Reflection Positivity of N=1 Wess-Zumino model on the lattice with exact U(1)_R symmetry

TL;DR

This paper investigates the reflection positivity of the N=1 Wess-Zumino model on the lattice with exact U(1)_R symmetry, revealing issues in bosonic reflection positivity and proposing a simplified model that preserves key symmetries.

Contribution

It demonstrates that a simplified nearest-neighbor bosonic action can maintain U(1)_R symmetry and reflection positivity despite breaking manifest supersymmetry in the free limit.

Findings

Reflection positivity is violated in the bosonic part of the original formulation.

Spectral density positivity holds only for spatial momenta below a certain threshold.

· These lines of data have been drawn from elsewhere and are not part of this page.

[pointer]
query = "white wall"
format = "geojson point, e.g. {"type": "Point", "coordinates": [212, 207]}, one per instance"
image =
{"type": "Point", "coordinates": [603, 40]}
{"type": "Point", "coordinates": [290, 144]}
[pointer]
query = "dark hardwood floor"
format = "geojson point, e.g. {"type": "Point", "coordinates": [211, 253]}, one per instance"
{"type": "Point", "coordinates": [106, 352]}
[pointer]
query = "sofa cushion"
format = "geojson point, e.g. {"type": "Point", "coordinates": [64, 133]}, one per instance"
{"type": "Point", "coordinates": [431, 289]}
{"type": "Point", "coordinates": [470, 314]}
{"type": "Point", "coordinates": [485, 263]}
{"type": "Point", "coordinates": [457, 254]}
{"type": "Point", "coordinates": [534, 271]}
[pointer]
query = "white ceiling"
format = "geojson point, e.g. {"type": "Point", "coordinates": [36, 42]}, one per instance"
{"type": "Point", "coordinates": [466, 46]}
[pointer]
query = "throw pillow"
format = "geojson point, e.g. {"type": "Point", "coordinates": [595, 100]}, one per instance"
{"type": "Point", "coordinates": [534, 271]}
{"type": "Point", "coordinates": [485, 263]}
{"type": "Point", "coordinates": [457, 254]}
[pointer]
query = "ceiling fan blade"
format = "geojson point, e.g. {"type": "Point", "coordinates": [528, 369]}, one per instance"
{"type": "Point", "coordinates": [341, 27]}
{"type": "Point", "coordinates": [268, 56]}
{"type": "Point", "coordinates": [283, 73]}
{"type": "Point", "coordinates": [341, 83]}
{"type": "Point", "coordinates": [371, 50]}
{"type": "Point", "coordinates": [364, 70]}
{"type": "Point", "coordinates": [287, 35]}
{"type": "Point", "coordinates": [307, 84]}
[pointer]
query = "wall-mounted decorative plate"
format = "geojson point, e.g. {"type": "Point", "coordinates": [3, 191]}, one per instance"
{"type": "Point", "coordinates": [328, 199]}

A simplified model with a nearest-neighbor bosonic action preserves U(1)_R symmetry and reflection positivity.

Abstract

By using overlap Majorana fermions, the ${\cal N}=1$ chiral multiple can be formulated so that the supersymmetry is manifest and the vacuum energy is cancelled in the free limit, thanks to the bilinear nature of the free action. It is pointed out, however, that in this formulation the reflection positivity is violated in the bosonic part of the action, although it is satisfied in the fermionic part. It is found that the positivity of the spectral density of the bosonic two-point correlation function is ensured only for the spacial momenta $a | p_k | \lesssim 1.72$ $(k=1,2,3)$. It is then argued that in formulating ${\cal N}=1$ Wess-Zumino model with the overlap Majorana fermion, one may adopt a simpler nearest-neighbor bosonic action, discarding the free limit manifest supersymmetry. The model still preserves the would-be U(1)$_R$ symmetry and satisfies the reflection positivity.